For the first time in over a year, the group's line-up and lead vocal problems seemed stabilised with Moore's cool high tenor being backed at various times by brothers Gerhard and Andrew Thrasher, Bill Pinkney, Charlie Hughes and Tommy Evans.
The following year, the Johnny Moore-led blues number, Fools falls in Love, became a big favourite among dance fans at home and abroad. The lyrics, written by Jerry Leiber and Mike Stoller, and recorded at the Beltone Studios in New York on November 8, 1956, were a lesson to hasty-minded lovers:
"Fools fall in love in a hurry
Fools give their hearts much
Just play them two bars of
Just hung out on one silly
They've got their love torches
when they should be playing it cool.
I used to laugh but now I
shake the hand of a brand new fool.
Fools fall in love, just like schoolgirls
blinded by rose-coloured dreams.
They build their castle on wishes
with only rainbows for dreams."
Like McPhatter, Moore was also drafted for army service and, upon release, disappeared from the music scene for a while, re-emerging in April 1963 to lead on the classic I'll Take You Home, followed by the masterpiece One Way Love, in December of that same year. But it was the Johnny Moore-led recording of Under the Boardwalk that held the spotlight on The Drifters at home and abroad in 1964 and 1965.

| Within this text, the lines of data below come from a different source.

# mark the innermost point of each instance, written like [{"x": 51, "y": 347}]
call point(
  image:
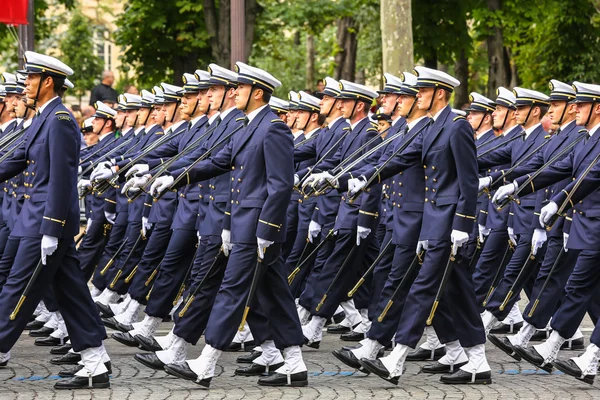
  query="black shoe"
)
[
  {"x": 507, "y": 328},
  {"x": 312, "y": 345},
  {"x": 348, "y": 358},
  {"x": 183, "y": 371},
  {"x": 380, "y": 353},
  {"x": 248, "y": 358},
  {"x": 505, "y": 345},
  {"x": 531, "y": 355},
  {"x": 34, "y": 325},
  {"x": 439, "y": 368},
  {"x": 148, "y": 344},
  {"x": 234, "y": 346},
  {"x": 337, "y": 328},
  {"x": 70, "y": 372},
  {"x": 570, "y": 368},
  {"x": 50, "y": 341},
  {"x": 125, "y": 338},
  {"x": 377, "y": 367},
  {"x": 426, "y": 355},
  {"x": 81, "y": 382},
  {"x": 42, "y": 332},
  {"x": 576, "y": 344},
  {"x": 296, "y": 380},
  {"x": 105, "y": 311},
  {"x": 60, "y": 350},
  {"x": 462, "y": 377},
  {"x": 540, "y": 336},
  {"x": 257, "y": 370},
  {"x": 69, "y": 358},
  {"x": 150, "y": 361},
  {"x": 352, "y": 337}
]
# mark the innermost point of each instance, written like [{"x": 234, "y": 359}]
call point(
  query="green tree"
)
[{"x": 77, "y": 48}]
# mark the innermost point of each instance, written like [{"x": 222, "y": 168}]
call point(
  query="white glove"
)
[
  {"x": 103, "y": 173},
  {"x": 110, "y": 217},
  {"x": 504, "y": 191},
  {"x": 326, "y": 176},
  {"x": 135, "y": 184},
  {"x": 137, "y": 168},
  {"x": 484, "y": 182},
  {"x": 538, "y": 240},
  {"x": 483, "y": 232},
  {"x": 262, "y": 246},
  {"x": 146, "y": 226},
  {"x": 511, "y": 235},
  {"x": 49, "y": 246},
  {"x": 161, "y": 184},
  {"x": 226, "y": 239},
  {"x": 422, "y": 245},
  {"x": 362, "y": 233},
  {"x": 82, "y": 184},
  {"x": 547, "y": 212},
  {"x": 313, "y": 230},
  {"x": 458, "y": 238},
  {"x": 355, "y": 185}
]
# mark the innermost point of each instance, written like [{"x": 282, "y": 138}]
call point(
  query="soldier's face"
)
[
  {"x": 215, "y": 96},
  {"x": 388, "y": 102},
  {"x": 555, "y": 111},
  {"x": 204, "y": 101}
]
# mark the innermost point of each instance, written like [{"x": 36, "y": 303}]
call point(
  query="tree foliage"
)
[{"x": 77, "y": 48}]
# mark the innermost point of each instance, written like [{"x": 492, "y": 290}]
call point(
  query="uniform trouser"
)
[
  {"x": 300, "y": 251},
  {"x": 172, "y": 273},
  {"x": 552, "y": 295},
  {"x": 343, "y": 265},
  {"x": 381, "y": 273},
  {"x": 383, "y": 331},
  {"x": 4, "y": 233},
  {"x": 92, "y": 245},
  {"x": 8, "y": 258},
  {"x": 306, "y": 297},
  {"x": 272, "y": 294},
  {"x": 518, "y": 260},
  {"x": 62, "y": 272},
  {"x": 151, "y": 260},
  {"x": 580, "y": 291},
  {"x": 191, "y": 326},
  {"x": 117, "y": 235},
  {"x": 494, "y": 249},
  {"x": 457, "y": 316},
  {"x": 130, "y": 256}
]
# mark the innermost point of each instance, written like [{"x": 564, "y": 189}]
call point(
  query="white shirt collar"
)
[
  {"x": 5, "y": 125},
  {"x": 41, "y": 109},
  {"x": 103, "y": 136},
  {"x": 226, "y": 112},
  {"x": 329, "y": 125},
  {"x": 212, "y": 119},
  {"x": 594, "y": 129},
  {"x": 531, "y": 129},
  {"x": 414, "y": 122},
  {"x": 254, "y": 113}
]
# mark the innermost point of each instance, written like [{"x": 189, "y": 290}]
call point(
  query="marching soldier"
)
[{"x": 47, "y": 224}]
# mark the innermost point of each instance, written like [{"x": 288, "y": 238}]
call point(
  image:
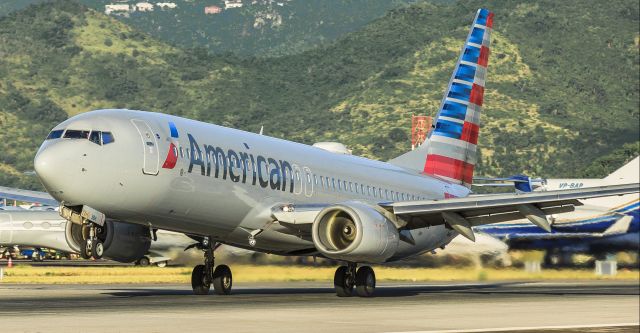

While being a number-four hit in America, the recording created history in Jamaica when both sides of the record (the other side being the Charlie Thomas-led I Don't Want to Go On Without You), climbed to number one on the Jamaican charts. And the drama didn't stop there, because Johnny Moore wasn't even slated to do the recording in the first place. Just hours before the recording session, slated for May 21, 1964, Rudy Lewis, the singer billed to lead on the song, was found dead under mysterious circumstances in his hotel apartment.
last top-10 hit
Without much time to reschedule the session, Moore fortuitously stepped into the breach with his sorrowful vocals, and transformed a summer novelty into a luminous soul classic, which became the group's last top-10 hit.
Moore's performance consolidated his lead-vocal status with the group, a position he held throughout the 1970s and beyond their time as a remarkable recording act. His lead voice can also be heard on hits like Up in the Streets of Harlem, Saturday Night at the Movies, Sand in my Shoes, I'll Take You Where the Music's Playing, Nylon Stockings, Follow Me, Down at the Club, He's just a Playboy and Come On Over to My Place. Moving to Britain in the 1970s, Moore and the group continued to create an impact on the charts there with Down at the Club and Come On Over to My Place.
Amid confusion over the ownership of the name 'Drifters', Moore started his own outfit in 1982. The man who could easily claim to have sung on more than half of the Drifters recordings remained at the helm right to the end. He was inducted into the Rock and Roll Hall of Fame in 1988 and given a posthumous pioneer award by the Rhythm and Blues Foundation in 1999.